At Skyflow, we go above and beyond industry security requirements to ensure that your data is secure. Here is a checklist of our security best practices that you can use for your implementation.

  • IAM
    • Differentiate between user and applications accounts.
    • Ensure your service accounts and user permissions follow the principle of least privilege. In other words, give the lowest privileges possible so that access is granted only for necessary permissions.
    • Define personas and proper unique users and service accounts for usages.
    • Separate accounts for administration vs application runtime.
    • API keys don’t expire. In some instances, this is a convenience in terms of usability.

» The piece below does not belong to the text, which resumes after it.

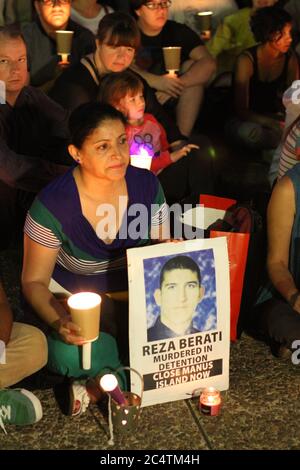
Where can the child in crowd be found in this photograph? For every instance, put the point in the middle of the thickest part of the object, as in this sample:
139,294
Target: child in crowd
124,91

However, the onus is on you and your partners or customers to protect the API key and monitor its usage securely.
    • For service accounts, set a reminder for the one-year credential expiration.
    • Secure service account credentials by storing them in designated secret stores with built-in security, and securely pass info to runtime applications (for example, by using environment variables).
  • Governance
    • Define proper governance policies for different functional roles and applications.
    • Create new custom roles as needed to specify exactly who gets which privileges.
    • Rotate service account keys before their expiration date.
  • Tokens
    • Secure your data tokens as if they were sensitive security data. In other words, allow only authenticated users, and use proper access control to restrict who can see which tokens on a need-to-know basis only.
    • If possible, use UUID4 format tokens to allow for maximum entropy. This is the Skyflow out-of-the-box option.
  • Integration
    • Use content security policy directives to secure content in SDK iframes.
  • Monitoring
    • Integrate the Skyflow Audit Log API into your SIEM to analyze and detect abuses or anomaly behavior.
  • Network
    • Provide network IPs of API clients or setup AWS PrivateLink, where applicable, to further restrict and secure data traffic.